As I write, the three Magi are still to be found in our crib at St John’s and indeed they will remain there until the Epiphany season draws to a close at Candlemas. Candlemas is the popular name we give to a particular Christian feast day, which is The Presentation of Christ in the Temple. The date for this day is the 2nd February, although this is often kept on the nearest Sunday to that date. In fact Candlemas actually falls on a Sunday this year. The feast has also been called the Purification of the Blessed Virgin Mary, which gives a different perspective to the day. There are Jewish roots to this festival, for it stems from the requirements in Leviticus (chapter 12) which says that, after childbirth, a woman needs to go to the Temple after forty days to be purified, but also that her (male) child should be presented at the Temple. This is what would have happened with Mary and Jesus. If the idea of women needing to be purified after childbirth seem strange to us today, there are still people around who remember the ‘churching of women’ which was a fact of life in our own society within living memory. There is an order of service for this rite in our old Book of Common Prayer, but it comes as no surprise that the rite was not modernised or revised for inclusion in our new service books.

The celebration of this day is no longer focused on Mary, at least not in the Western Church.

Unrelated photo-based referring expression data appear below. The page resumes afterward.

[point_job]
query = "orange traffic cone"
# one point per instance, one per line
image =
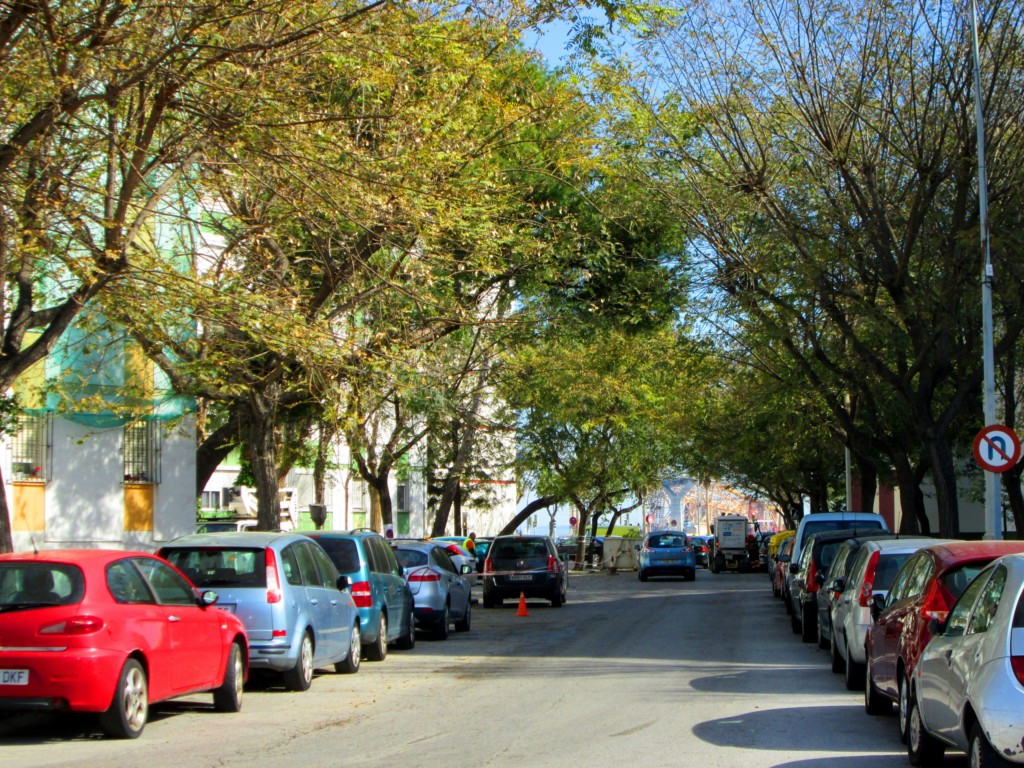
(522, 605)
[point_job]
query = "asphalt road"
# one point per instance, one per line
(667, 673)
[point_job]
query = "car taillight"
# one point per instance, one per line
(934, 604)
(1017, 663)
(868, 588)
(361, 595)
(73, 626)
(424, 574)
(273, 593)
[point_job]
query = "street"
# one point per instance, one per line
(666, 673)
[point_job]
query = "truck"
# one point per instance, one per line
(731, 547)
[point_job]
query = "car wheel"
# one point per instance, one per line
(837, 660)
(127, 714)
(228, 696)
(808, 623)
(922, 748)
(440, 629)
(875, 702)
(903, 709)
(301, 675)
(854, 677)
(408, 640)
(377, 650)
(980, 754)
(463, 624)
(350, 664)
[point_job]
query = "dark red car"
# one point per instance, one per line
(112, 632)
(926, 587)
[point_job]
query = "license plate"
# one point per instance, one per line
(13, 677)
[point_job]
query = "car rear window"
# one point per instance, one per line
(220, 566)
(956, 580)
(342, 552)
(518, 549)
(34, 584)
(410, 558)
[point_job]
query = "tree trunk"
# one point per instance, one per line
(944, 477)
(6, 537)
(525, 512)
(262, 416)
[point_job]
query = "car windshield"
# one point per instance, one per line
(410, 558)
(25, 585)
(956, 580)
(342, 552)
(220, 566)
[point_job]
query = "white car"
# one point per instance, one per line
(968, 686)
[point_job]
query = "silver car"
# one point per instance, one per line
(287, 593)
(441, 592)
(968, 687)
(871, 572)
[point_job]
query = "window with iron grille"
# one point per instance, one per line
(141, 452)
(30, 448)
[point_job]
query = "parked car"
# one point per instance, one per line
(832, 590)
(809, 574)
(297, 610)
(926, 588)
(441, 592)
(378, 585)
(112, 632)
(523, 565)
(457, 550)
(871, 572)
(780, 568)
(666, 553)
(968, 685)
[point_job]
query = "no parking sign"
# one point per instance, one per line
(996, 448)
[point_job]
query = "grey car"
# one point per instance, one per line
(297, 610)
(441, 592)
(968, 686)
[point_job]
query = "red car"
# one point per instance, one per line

The focus is on Jesus and on the reaction of old Simeon, a devout and just man of Jerusalem, who had been told by the Holy Spirit that he would not die before he had seen the Messiah. He recognises Jesus as he is brought in and he says: Lord, now lettest thou thy servant depart in peace, according to thy word. For mine eyes have seen thy salvation, which thou hast prepared before the face of all people: To be a light to lighten the Gentiles, and to be the glory of thy people Israel. I use the words from the old prayer book here, for these words of Simeon, known to us as the Nunc Dimittis, are familiar to us in our worship. The Nunc Dimittis is the Gospel Canticle from Compline (or Night Prayer) and in the Book of Common Prayer it was included in the service of Evensong, as the second canticle after the Magnificat. It is also frequently used at funerals, for it expresses the assurance that we can not let go of this earthly life, because we have already seen the light of God’s presence in Christ and caught a glimpse of the glory that is to come. The reference to light has given this day a focus on candles. In times past, beeswax candles (then a valuable commodity) would be blessed and distributed, which is what gives the day its name – Candlemas. These days we are not so dependent on candles to give us light, but the day retains its popular name.

There is a two-fold message for us in this feast day. Firstly, it points to the very core of the Christian faith, which is that we place ourselves in the sandals of Simeon, the man who waited and watched in the belief that God would act and, in Jesus, he catches a glimpse of the glory of God, the light which would light up the whole world. Not only should we define ourselves as people who have ourselves seen that light, in the person of Jesus, but we should also seek to live our lives in such a way that we become that light for others. The second part of the message is to be found in Mary, who looks on and wonders at the words Simeon uses of her child, but then receives the chilling prophecy that a sword will pierce her soul. Jesus will reveal the light of the Divine to the world, but at appalling cost. Living for God is both a response to his light, revealed in Jesus, but it is also a matter of taking up our cross and following him. Candlemas is a hinge moment in the Christian year, looking back one more time at the glory of the Epiphany season, but then turning our thoughts to another Lent and the Cross.